LUXEMBOURG — Microsoft complained that the European Commission forced it to hand over trade secrets to rivals, effectively giving them a "free ride" on the work the software maker did to acquire new customers and develop new technologies.

But Anthony Whelan, the commission's lawyer, said the "super-dominant" software maker had managed to strangle its rivals' innovation and was unlikely to face "an attack of the clones" if it gave companies the information they needed to make their programs work more smoothly with the Windows operating system.

"Microsoft's alarmist claims about duplication have been made for your consideration only," he told the panel of 13 judges considering the company's challenge to the commission's 2004 antitrust order and record 497 million euro ($613 million) fine.

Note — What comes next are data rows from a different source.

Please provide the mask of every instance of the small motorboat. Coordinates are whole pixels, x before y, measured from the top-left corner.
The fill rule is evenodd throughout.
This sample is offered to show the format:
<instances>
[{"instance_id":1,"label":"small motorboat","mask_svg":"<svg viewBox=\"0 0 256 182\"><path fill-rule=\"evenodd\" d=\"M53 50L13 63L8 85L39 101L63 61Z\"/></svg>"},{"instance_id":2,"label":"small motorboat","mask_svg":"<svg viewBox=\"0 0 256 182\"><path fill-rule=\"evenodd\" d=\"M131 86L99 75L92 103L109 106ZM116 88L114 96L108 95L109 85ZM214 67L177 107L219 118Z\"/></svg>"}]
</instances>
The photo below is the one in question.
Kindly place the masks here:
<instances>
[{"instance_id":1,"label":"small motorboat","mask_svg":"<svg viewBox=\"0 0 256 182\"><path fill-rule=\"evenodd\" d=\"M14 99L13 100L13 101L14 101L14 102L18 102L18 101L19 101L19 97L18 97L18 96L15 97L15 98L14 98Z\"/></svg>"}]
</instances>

The weeklong hearing was in its third day Wednesday, and the focus shifted from media-player software to the order of European Union regulators that Microsoft give interoperability information to makers of rival server operating systems.

Whelan said Novell and Sun Microsystems were reduced to catering to network servers with "last century's technology" — Windows NT — because Microsoft withheld the code needed to allow them to work smoothly with PCs running the world's most-used desktop software.

Microsoft's refusal to supply server protocols from 1998 onward meant most servers had to use more time-consuming and costly techniques to supply software people wanted, keeping them a generation behind Microsoft's software, he said.

Microsoft insisted that the survival of its rivals and the emergence of new companies proved the competition was strong.

The commission argued the degree of interoperability Microsoft allowed was simply not viable for most customers and that "effective competition" no longer existed.

Microsoft lawyer Ian Forrester said the commission's order has been an attempt "to handicap the [market] leader in perpetuity" by forcing it to hand over trade secrets.

He said Microsoft's server software was compatible with products made by other companies, such as those from Novell and Sun and using Linux and Unix-based servers.

"Microsoft spends an enormous amount of effort attempting to achieve interoperability," said Microsoft executive John Shewchuk.